El propio IGP, por ejemplo, dispone de PerúSísmico, una plataforma que permite visualizar y analizar la actividad sísmica según ubicación, fecha, magnitud y profundidad, contribuyendo también a la educación sobre el riesgo sísmico.
Pero disponer de información no es suficiente. El verdadero desafío está en transformar ese conocimiento en capacidades y soluciones que funcionen en contextos reales: comunidades que sepan cómo actuar, instituciones preparadas para coordinarse, sistemas capaces de transmitir información oportunamente y herramientas que permitan tomar decisiones antes, durante y después de una emergencia.
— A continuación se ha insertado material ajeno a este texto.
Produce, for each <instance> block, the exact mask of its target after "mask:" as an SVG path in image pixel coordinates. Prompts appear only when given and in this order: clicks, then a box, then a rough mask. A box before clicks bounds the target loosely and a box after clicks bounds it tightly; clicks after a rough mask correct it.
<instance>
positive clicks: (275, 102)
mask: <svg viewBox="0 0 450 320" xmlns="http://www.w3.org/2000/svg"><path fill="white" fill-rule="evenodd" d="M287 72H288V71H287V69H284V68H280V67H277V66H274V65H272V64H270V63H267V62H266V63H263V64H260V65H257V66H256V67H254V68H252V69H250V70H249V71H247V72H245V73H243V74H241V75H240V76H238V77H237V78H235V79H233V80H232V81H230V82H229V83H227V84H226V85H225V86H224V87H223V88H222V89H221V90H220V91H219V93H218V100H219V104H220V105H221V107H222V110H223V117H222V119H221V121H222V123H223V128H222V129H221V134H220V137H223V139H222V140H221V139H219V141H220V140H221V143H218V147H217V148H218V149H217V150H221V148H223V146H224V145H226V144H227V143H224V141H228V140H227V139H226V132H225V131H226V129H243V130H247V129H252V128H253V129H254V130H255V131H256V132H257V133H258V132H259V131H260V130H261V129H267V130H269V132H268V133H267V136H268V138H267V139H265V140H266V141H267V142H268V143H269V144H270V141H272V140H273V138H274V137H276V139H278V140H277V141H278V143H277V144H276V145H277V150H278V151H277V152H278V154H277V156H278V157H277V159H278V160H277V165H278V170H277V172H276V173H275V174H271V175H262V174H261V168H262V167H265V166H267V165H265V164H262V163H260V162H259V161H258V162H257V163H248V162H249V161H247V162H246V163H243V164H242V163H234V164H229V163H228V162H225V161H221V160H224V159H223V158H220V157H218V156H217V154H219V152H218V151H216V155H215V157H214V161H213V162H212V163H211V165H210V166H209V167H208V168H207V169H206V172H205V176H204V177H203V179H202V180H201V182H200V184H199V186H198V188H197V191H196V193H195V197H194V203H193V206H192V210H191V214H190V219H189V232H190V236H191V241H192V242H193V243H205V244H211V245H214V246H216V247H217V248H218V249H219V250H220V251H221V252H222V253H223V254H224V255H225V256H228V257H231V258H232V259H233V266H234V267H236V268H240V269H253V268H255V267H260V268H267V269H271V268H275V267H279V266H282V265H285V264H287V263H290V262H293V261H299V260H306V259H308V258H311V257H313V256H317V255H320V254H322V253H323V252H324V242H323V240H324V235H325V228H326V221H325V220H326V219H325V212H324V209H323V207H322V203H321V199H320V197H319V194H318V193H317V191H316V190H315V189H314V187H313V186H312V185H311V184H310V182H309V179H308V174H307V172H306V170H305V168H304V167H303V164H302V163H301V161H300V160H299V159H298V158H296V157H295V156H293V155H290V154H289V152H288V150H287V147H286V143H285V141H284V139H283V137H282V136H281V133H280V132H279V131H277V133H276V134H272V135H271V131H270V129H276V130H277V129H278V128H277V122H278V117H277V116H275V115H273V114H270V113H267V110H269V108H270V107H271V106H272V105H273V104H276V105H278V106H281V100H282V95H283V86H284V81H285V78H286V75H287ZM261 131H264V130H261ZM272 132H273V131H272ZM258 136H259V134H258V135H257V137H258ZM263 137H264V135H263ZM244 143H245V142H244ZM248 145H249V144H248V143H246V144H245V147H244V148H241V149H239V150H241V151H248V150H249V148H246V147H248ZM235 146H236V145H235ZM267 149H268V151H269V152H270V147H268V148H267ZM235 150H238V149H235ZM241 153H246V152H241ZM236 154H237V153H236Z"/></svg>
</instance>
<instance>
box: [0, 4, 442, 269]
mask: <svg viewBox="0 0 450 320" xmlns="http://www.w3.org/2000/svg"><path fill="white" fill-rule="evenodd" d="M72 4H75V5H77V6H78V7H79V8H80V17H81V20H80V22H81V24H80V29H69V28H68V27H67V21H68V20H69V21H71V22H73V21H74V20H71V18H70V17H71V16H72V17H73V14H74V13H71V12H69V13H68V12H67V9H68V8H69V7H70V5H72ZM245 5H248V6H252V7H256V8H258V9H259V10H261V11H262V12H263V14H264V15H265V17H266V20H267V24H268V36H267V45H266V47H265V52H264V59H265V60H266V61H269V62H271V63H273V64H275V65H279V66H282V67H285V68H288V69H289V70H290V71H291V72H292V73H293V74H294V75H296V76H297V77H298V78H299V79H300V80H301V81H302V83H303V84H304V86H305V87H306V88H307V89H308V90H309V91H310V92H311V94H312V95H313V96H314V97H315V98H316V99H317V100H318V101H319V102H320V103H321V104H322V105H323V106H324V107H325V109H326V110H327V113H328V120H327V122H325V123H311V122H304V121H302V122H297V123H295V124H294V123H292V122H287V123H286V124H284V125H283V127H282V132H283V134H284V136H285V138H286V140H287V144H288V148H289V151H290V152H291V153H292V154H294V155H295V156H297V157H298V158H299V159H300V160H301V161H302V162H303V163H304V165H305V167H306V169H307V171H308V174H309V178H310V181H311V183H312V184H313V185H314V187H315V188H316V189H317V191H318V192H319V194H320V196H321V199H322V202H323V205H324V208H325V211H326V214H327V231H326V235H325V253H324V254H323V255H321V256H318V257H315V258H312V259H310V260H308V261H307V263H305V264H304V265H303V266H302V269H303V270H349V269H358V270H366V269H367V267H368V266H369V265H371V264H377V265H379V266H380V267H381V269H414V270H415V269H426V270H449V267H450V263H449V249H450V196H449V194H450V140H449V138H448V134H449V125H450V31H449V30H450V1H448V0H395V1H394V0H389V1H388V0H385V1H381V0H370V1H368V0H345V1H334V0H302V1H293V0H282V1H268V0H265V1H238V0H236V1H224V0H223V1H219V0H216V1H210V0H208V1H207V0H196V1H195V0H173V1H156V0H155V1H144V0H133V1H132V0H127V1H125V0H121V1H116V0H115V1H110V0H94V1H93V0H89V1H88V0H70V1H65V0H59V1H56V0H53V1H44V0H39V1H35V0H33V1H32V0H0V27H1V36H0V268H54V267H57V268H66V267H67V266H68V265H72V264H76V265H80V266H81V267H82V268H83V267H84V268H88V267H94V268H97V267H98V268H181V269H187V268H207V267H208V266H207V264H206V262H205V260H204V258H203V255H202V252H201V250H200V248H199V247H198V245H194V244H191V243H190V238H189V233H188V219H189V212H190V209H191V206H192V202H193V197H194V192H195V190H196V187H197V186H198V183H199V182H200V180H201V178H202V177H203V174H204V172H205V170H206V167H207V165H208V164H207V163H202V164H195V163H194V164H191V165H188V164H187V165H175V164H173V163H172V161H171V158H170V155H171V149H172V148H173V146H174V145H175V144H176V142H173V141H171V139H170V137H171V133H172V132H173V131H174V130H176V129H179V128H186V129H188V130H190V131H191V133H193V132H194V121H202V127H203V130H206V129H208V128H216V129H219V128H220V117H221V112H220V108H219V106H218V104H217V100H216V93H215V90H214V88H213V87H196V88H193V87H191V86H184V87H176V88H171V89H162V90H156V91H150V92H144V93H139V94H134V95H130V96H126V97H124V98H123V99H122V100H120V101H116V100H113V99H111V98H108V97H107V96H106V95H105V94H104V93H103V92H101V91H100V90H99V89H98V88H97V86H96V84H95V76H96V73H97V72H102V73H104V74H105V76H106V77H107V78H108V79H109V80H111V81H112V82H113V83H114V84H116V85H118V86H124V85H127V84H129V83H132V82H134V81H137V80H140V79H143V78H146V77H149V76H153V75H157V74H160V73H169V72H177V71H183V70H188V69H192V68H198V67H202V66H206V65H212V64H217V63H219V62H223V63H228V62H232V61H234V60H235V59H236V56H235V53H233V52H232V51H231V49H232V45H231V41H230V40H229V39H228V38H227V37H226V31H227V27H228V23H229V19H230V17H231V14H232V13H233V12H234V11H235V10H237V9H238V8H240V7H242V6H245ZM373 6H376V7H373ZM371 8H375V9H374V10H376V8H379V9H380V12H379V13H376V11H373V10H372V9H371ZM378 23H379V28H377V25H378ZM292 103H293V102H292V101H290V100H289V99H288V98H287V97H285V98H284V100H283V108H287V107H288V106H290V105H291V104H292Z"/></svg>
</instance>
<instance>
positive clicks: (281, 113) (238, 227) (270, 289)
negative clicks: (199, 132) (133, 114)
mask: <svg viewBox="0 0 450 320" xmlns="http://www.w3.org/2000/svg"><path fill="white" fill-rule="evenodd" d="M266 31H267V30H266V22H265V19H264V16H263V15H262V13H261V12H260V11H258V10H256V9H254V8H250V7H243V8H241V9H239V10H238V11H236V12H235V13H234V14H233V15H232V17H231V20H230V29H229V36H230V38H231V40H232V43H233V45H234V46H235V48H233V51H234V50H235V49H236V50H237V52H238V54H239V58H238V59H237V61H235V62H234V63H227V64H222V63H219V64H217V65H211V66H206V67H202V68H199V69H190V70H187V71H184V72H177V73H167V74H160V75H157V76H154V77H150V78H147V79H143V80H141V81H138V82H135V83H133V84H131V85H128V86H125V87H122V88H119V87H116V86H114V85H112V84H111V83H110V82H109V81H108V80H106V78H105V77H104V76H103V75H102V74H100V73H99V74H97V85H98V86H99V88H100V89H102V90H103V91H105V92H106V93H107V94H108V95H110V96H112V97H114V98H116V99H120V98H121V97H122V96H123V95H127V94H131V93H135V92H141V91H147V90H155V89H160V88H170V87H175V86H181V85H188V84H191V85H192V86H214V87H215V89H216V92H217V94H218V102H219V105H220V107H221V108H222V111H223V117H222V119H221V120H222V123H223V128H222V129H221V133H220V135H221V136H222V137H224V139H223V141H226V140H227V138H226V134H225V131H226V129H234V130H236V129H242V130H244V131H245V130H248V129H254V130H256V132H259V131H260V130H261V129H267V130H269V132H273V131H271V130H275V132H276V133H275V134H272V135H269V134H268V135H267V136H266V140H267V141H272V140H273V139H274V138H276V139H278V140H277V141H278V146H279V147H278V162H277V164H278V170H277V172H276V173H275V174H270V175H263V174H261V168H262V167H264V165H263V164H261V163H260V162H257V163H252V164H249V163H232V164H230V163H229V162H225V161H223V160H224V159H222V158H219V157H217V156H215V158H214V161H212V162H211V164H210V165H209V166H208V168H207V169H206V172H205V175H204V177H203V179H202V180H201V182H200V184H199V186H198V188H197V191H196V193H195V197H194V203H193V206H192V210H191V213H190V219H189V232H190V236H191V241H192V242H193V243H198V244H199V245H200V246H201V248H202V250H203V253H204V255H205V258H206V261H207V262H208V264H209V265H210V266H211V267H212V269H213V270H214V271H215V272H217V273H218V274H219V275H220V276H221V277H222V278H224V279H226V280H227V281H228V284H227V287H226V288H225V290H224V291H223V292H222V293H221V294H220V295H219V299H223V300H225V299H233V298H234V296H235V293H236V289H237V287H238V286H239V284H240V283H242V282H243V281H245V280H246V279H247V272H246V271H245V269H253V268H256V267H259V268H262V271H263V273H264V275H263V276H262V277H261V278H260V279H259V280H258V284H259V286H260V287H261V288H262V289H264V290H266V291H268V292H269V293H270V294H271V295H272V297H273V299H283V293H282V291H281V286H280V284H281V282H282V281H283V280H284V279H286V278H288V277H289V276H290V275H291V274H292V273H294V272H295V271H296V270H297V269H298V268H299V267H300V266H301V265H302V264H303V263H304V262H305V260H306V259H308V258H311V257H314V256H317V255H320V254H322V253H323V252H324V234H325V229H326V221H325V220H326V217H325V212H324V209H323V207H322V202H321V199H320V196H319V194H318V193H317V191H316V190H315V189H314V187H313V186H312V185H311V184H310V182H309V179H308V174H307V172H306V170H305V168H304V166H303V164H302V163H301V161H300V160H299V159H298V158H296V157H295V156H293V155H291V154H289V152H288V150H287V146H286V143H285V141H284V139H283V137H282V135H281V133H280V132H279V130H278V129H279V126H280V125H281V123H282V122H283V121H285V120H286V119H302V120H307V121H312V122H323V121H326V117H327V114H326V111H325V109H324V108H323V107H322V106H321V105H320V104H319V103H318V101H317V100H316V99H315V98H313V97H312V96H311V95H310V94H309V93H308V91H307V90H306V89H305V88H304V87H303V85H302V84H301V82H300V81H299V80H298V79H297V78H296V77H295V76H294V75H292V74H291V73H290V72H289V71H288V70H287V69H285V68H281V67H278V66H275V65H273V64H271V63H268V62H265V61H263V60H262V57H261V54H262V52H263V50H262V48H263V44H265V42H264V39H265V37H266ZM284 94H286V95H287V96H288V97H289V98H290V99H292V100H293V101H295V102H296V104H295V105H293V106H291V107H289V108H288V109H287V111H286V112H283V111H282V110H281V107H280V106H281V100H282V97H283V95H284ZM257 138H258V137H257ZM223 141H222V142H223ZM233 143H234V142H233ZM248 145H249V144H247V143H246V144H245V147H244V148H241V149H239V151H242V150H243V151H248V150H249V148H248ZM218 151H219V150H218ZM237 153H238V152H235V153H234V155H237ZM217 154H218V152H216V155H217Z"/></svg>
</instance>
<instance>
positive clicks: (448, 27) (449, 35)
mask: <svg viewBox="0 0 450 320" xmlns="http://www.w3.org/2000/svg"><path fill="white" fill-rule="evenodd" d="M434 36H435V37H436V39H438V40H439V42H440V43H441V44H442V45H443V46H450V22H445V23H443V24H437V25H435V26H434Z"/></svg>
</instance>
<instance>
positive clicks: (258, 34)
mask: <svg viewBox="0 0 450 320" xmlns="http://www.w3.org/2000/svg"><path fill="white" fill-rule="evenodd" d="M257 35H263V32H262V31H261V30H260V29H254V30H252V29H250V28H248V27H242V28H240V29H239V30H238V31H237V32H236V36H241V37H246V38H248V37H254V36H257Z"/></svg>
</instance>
Este punto resulta especialmente relevante para la innovación aplicada a la gestión del riesgo. Innovar no significa necesariamente incorporar tecnologías sofisticadas; también puede significar encontrar nuevas formas de utilizar información existente, mejorar procesos de coordinación, diseñar herramientas más accesibles o desarrollar soluciones adaptadas a las condiciones específicas de una comunidad.
Prepararse antes de que ocurra el próximo evento
El sismo del 20 de agosto no produjo un desastre de gran magnitud. Precisamente por ello, puede ser entendido como una oportunidad para observar qué tan preparadas están nuestras sociedades frente al próximo evento.
Los terremotos no pueden predecirse. El propio IGP advierte que no existe actualmente un método científico capaz de anticipar cuándo ocurrirá un sismo. Lo que sí puede hacerse es reducir riesgos, desarrollar capacidades y mejorar la respuesta.
La gestión del riesgo comienza mucho antes de que suene una alarma. Implica convertir conocimiento científico, capacidades institucionales y colaboración entre actores en acciones concretas que permitan proteger vidas y reducir las consecuencias de una emergencia.
Para CINNDAH, este es precisamente uno de los desafíos centrales de la innovación aplicada: no se trata solamente de responder mejor cuando ocurre una emergencia, sino de desarrollar las capacidades y soluciones que permitan estar mejor preparados cuando llegue el próximo evento.